Lincoln's Bodyguard
An alternate history works as a period detective story and an adventure yarn about heroes on the run.
In Lincoln’s Bodyguard by T. J. Turner, a half–Native American bodyguard takes on a special mission from Abraham Lincoln, traveling to the South to rescue the president’s secret mistress and arrest the rebel leader who could end the war. It’s a setup for a pulpy adventure story, and the book delivers. Though the alternate take on history sometimes proves more hindrance than asset, the main character is distinctive, and constant action keeps the story moving.
The tale takes place in an alternative history in which the protagonist, Joseph, saved Lincoln from assassination by killing John Wilkes Booth at Ford’s Theatre. The result is a nation still divided, with the war over only in name, rebel forces still carrying out attacks, and a “draft” that sends Southern children to work in Northern factories. The violence made Lincoln serve additional terms, and the widowed president has an African American mistress whom Joseph must bring north.

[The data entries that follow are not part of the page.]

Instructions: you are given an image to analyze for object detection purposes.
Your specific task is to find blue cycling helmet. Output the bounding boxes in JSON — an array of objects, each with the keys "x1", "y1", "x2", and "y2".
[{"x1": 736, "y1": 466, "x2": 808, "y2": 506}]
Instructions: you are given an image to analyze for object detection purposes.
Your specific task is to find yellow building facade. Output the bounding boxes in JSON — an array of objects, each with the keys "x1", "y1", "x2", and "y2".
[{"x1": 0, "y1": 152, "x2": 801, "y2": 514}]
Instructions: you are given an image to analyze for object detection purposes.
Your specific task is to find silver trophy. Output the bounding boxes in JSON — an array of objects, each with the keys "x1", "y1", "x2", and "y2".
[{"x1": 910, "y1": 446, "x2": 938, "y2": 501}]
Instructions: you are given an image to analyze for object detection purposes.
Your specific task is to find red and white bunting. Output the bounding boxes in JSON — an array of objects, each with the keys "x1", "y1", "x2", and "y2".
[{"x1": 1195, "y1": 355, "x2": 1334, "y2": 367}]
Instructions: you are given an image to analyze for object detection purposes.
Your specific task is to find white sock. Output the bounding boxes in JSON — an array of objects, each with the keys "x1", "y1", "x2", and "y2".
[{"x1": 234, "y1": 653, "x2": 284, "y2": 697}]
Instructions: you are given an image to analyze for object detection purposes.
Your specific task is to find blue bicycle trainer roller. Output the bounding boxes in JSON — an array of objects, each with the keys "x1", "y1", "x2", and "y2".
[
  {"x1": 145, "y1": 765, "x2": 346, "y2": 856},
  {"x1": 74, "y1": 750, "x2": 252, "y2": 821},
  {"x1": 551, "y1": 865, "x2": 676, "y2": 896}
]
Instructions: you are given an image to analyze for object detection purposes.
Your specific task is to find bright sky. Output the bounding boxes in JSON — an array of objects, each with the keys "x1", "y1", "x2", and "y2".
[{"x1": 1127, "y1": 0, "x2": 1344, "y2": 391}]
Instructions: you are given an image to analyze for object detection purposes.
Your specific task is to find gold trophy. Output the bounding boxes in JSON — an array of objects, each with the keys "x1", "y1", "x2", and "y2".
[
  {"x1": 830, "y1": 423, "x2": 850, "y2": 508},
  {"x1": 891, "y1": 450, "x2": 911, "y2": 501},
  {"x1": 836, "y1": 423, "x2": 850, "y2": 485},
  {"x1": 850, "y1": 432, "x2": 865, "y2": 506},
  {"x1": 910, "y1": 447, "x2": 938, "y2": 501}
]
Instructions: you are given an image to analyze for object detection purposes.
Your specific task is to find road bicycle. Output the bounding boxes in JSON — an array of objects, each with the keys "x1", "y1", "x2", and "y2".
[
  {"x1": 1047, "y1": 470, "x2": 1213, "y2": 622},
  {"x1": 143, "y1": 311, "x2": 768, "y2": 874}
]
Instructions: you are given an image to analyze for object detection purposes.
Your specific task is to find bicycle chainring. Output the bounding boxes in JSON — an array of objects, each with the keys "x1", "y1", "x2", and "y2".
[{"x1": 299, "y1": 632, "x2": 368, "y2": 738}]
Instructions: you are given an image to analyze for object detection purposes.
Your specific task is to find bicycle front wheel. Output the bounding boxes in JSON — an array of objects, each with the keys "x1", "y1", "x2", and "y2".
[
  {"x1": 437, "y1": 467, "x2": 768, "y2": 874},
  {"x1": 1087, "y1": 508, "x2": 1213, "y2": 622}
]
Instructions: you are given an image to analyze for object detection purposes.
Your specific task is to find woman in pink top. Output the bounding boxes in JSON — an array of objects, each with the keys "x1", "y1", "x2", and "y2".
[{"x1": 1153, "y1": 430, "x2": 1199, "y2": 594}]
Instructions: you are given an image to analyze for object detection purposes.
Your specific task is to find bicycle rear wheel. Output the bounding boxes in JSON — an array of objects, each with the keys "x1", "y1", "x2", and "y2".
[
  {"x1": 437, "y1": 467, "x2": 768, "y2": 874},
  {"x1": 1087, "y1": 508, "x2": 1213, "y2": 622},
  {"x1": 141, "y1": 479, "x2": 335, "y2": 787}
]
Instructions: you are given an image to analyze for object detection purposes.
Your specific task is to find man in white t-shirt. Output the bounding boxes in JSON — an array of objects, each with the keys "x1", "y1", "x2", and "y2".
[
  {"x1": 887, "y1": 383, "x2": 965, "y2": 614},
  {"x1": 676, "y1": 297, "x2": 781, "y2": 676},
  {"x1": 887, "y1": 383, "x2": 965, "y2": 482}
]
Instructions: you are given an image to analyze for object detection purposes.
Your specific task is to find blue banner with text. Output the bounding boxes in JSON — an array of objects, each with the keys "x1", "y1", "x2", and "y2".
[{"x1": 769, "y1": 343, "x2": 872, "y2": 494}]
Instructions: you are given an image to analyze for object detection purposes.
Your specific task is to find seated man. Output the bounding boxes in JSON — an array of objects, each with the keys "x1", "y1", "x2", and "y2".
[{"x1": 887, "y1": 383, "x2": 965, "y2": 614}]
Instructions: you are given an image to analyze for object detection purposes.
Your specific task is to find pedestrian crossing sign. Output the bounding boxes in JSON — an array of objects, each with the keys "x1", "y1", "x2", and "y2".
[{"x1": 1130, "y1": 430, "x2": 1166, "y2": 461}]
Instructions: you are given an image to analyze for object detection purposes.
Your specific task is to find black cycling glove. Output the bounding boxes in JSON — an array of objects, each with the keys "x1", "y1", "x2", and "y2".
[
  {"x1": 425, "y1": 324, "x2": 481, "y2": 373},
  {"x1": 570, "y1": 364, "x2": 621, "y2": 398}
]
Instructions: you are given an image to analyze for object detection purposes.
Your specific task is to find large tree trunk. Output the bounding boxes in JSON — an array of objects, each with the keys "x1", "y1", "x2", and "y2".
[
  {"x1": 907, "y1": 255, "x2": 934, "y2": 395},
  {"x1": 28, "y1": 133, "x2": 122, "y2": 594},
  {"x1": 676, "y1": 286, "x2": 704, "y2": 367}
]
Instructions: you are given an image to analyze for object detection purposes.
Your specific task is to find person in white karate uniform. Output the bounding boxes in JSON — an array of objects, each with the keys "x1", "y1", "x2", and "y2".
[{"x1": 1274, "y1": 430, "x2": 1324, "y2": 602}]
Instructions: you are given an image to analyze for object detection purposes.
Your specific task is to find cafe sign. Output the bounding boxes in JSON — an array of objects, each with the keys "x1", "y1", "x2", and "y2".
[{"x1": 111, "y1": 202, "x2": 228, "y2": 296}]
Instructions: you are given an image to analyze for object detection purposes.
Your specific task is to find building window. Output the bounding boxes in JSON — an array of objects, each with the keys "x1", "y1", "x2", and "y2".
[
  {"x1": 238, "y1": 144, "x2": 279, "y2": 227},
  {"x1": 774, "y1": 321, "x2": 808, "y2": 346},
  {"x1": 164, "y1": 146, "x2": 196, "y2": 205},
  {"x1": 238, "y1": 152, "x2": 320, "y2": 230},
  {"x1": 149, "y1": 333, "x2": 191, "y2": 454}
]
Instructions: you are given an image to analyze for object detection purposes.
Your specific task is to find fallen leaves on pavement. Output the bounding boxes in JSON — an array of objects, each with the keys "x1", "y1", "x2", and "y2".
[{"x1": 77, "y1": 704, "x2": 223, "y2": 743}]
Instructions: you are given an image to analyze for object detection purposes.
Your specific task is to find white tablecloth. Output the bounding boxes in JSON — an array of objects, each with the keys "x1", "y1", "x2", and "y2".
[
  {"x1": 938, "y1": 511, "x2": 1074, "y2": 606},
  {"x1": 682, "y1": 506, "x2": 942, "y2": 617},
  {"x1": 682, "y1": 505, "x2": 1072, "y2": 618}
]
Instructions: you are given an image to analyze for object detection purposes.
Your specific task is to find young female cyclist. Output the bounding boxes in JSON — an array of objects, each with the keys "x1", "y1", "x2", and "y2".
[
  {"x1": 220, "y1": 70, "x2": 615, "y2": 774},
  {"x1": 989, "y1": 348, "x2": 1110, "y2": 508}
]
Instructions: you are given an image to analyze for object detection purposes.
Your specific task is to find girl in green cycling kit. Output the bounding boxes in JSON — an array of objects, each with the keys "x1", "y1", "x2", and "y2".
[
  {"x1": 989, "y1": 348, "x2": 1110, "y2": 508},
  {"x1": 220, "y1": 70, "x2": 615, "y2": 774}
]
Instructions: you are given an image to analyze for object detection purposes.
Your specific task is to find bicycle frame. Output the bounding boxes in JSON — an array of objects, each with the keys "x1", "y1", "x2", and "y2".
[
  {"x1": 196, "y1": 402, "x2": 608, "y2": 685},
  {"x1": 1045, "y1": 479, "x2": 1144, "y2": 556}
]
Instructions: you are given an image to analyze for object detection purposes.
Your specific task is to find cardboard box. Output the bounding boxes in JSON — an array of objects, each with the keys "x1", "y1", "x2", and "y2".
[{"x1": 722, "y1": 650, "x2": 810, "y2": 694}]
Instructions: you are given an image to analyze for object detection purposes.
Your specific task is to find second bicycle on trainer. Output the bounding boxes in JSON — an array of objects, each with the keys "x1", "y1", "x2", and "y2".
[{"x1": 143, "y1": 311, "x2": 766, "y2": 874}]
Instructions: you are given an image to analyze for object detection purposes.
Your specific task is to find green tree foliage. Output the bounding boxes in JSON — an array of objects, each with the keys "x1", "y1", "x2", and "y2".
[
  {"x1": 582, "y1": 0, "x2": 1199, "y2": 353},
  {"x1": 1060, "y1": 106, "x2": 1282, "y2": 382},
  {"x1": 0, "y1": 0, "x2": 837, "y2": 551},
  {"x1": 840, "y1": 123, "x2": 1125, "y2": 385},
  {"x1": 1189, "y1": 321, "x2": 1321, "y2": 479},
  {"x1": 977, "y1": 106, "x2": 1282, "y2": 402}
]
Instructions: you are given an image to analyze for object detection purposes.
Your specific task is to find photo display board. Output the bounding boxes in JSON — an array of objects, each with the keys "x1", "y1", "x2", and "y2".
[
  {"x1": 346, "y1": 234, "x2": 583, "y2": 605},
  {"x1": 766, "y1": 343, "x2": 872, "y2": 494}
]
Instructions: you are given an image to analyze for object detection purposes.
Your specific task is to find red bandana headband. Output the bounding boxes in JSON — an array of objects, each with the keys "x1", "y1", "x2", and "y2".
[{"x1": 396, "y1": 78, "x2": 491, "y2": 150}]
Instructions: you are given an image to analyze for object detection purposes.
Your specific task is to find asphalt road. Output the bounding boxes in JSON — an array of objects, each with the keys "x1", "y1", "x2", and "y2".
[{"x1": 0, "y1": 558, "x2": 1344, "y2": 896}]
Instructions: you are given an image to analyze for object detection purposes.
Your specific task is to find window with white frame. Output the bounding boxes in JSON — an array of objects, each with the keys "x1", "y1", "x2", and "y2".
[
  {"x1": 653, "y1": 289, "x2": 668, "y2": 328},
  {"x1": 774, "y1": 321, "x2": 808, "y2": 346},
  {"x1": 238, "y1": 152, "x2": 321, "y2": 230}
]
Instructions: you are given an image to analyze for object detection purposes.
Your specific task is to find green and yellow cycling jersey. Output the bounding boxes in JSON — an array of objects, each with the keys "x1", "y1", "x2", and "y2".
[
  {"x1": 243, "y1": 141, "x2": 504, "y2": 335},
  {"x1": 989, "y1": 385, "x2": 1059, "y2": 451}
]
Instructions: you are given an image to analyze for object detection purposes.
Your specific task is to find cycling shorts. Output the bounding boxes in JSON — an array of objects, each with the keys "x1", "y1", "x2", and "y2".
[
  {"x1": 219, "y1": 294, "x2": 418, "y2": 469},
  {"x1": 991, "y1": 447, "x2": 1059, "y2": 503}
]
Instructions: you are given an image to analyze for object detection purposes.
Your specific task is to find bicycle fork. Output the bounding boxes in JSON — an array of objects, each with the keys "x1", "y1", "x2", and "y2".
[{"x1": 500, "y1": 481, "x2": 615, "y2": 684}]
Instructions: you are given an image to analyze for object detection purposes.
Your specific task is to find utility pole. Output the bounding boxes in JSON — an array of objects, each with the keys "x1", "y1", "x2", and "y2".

Much of the period detail is handled well—particularly the dialogue, which avoids modernity without feeling like it’s a conscious effort to do so. While the high-level history works, sometimes the specifics feel unnecessary. Lincoln’s character isn’t defined differently enough for the far-fetched scandal or the child draft to feel real. And while some of the alternate-history ideas are intriguing—the West possibly seceding, the guerrilla war continuing into the novel’s 1872 setting, Lincoln’s extended term—they raise more questions than they answer.
Most of the alternate history is explained in an author’s note after the narrative rather than in the story, and parts of it aren’t fleshed out enough to be more than a backdrop for the main plot. It’s never quite clear why Lincoln’s survival kept the war going in a way his death did not, or why Andrew Johnson is still a player, or how the North enforces the draft in areas it struggles to control.
Luckily, the core of the story—Joseph’s mission—works just fine on its own terms as a period detective story and an adventure yarn about heroes on the run from deadly pursuit. Joseph’s mission includes characters who would feel at home in a 1930s noir, from a prostitute with a heart of gold to a mysterious assassin who leaves origami calling cards to a series of strangers who help or betray Joseph along the journey. The character’s backstory includes a daughter taken hostage by the Confederate leader who also murdered Joseph’s wife, as well as a knowledge of Underground Railroad stops thanks to his conductor mother.
Turner builds the stakes nicely and changes them along the way, making the smaller story work.